Car c’est bien de ça qu’il s’agit : la production d’un film relatant son ascension est annoncé pour septembre. Mieux vaut donc garder le suspens pour contenter les spectateurs. Et tant pis si son agence de voyage a annoncé sur les réseaux pendant quelques heures que « tout le monde était parvenu au sommet » avant de retirer son post : erreur ou teasing volontaire, la mèche était allumée. 

il prend ses distances 
avec la coutume essentielle des alpinistes

Il est certain qu’Inoxtag a eu le courage de prendre le temps de se former à l’alpinisme, se mettant bien en phase avec la pratique. Mais en ne jouant pas le jeu de l’annonce du sommet, il prend ses distances avec la coutume essentielle des alpinistes, information structurante de l’activité. C’est grave ? Bien sûr que non. C’est simplement révélateur d’un Everest devenu scène de théâtre, une sorte d’extension du domaine du spectacle.

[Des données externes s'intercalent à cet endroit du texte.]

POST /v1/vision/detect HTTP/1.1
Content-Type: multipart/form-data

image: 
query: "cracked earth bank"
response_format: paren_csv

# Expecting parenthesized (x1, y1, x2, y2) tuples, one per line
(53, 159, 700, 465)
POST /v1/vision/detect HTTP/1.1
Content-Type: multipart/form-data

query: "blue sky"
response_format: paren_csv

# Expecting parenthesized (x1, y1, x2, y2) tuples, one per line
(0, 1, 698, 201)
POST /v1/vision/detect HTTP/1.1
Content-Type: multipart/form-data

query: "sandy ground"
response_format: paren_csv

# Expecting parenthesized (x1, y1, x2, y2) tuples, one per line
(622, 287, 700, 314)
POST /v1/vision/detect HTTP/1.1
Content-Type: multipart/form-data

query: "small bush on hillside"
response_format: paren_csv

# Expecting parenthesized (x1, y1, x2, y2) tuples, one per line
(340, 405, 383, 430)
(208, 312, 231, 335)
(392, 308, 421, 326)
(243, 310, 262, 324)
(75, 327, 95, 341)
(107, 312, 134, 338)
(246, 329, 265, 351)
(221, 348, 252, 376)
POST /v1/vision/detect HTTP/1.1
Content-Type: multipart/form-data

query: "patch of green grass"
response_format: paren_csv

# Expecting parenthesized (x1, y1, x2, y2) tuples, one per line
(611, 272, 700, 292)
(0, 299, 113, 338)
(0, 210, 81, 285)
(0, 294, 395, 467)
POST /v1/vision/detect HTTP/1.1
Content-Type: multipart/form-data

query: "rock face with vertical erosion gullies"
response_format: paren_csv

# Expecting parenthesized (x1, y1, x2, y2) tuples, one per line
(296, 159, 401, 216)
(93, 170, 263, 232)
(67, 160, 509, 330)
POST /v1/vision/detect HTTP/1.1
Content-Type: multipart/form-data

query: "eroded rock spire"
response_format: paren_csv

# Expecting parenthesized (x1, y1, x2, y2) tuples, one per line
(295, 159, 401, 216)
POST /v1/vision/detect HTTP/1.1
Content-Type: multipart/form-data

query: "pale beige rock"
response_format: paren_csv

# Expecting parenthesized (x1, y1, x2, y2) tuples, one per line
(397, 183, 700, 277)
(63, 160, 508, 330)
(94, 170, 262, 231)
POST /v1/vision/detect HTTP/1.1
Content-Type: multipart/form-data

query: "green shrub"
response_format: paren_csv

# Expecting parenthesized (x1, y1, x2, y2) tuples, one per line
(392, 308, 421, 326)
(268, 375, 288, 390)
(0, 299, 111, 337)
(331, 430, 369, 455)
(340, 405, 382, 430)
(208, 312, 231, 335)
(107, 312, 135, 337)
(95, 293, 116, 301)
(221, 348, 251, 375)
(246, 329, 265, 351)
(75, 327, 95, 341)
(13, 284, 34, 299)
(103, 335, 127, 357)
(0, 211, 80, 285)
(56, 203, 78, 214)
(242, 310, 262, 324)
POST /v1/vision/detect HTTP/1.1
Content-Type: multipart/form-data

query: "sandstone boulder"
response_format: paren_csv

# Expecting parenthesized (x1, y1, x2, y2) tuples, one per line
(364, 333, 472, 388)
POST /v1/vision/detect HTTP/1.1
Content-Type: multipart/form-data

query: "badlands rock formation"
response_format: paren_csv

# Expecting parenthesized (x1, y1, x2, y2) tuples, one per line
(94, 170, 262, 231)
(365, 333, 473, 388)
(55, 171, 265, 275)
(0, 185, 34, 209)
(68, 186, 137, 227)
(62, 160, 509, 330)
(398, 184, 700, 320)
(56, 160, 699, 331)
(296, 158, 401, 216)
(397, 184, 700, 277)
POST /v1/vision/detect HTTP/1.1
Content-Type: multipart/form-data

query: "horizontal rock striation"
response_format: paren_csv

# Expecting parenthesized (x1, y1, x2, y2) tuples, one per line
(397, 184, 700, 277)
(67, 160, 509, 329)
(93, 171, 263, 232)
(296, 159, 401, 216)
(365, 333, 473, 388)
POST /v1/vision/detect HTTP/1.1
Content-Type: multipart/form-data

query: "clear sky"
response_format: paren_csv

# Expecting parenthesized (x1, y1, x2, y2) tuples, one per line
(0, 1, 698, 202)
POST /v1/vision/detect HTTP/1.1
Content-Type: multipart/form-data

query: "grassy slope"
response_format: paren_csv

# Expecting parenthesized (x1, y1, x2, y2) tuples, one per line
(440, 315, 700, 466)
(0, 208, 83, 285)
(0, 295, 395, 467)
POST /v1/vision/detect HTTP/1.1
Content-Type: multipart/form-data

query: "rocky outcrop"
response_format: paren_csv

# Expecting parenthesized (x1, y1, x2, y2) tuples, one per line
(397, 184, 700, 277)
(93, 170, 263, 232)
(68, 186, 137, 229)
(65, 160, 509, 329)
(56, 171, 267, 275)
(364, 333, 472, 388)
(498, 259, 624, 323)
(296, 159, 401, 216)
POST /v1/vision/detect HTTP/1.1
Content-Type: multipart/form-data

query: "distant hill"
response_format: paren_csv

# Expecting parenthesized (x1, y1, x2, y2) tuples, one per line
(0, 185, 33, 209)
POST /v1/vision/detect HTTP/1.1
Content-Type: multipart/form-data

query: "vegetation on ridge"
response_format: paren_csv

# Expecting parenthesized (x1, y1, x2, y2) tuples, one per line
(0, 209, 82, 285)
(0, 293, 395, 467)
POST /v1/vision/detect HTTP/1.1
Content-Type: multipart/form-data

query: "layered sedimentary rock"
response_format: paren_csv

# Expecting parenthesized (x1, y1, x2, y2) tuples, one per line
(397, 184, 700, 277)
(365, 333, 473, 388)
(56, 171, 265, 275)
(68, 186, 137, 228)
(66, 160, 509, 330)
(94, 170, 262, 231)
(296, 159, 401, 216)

Mais cette fois, devant leur écran, les spectateurs n’attendront pas de voir le récit d’une expédition dont l’issue est déjà connue pour en comprendre le fonctionnement, les choix des alpinistes, la beauté des paysages. Non, dans le cadre des ascensions de l’Everest sur voie normale, tout ça est déjà vu et revu. Il faut donc que le spectateur attende la fin du film avec impatience. Alors Inoxtag garde la carte secrète du « happy ending » ou de l’échec, dont on n’a aucun doute qu’il saura le valoriser le cas échéant. 

Quand on sait qu’un succès au box-office français représente 2 à 3 millions de spectateurs et qu’Inoxtag compte jusqu’à 12 millions de vues pour ses vidéos, nul doute que son silence est d’or.